STAT 5572 Multivariate Analysis Credits: 3

Random vectors; multivariate normal distributions; Hotelling's T-square distribution; Wishart distribution; inferences on one mean vector; MANOVA; inferences on covariance matrices; profile analysis.

STAT 5575 Stochastic Calculus for Finance Credits: 3

This course presents the basic idea and theory of stochastic calculus with the focus on the applications to finance.

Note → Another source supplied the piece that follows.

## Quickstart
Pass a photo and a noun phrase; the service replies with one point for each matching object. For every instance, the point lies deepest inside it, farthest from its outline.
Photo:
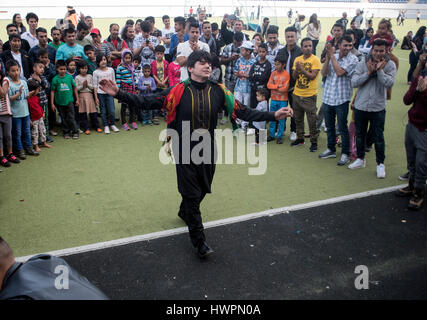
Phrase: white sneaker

Topics include Brownian motion, Ito integral, Ito formula, Black-Scholes equation and formula, risk-neutral pricing, connections with partial differential equations, exotic options, American derivative securities, and term structure models for interest rates.

STAT 5576 Probability Credits: 3

Existence and extension of measure, random variable, expectation and its properties, types of convergence, law of large numbers, weak convergence, central limit theorem, and martingale.

STAT 5578 Advanced Mathematical Statistics Credits: 3

Exponential and location families, principles of data reduction, asymptotic distributions, advanced theory of estimation and hypothesis testing.

**Prerequisites:** STAT 5547.

STAT 5588 Theory of Linear Model Credits: 3

This course covers vector space, full rank linear model, general inverse, estimation under linear constraints interval estimation, hypothesis testing, distributions of quadratic forms, general distribution theory, estimability, Gauss-Markov theorem, Best Linear Unbiased Estimation (BLUE), regression on dummy variables, estimation of variance components, Scheffe and Turkey intervals, and non-full rank linear model.

STAT 5590 Special Topics Credits: 1-3

Selected topics in various fields of mathematics. May be repeated for credit when the topic varies.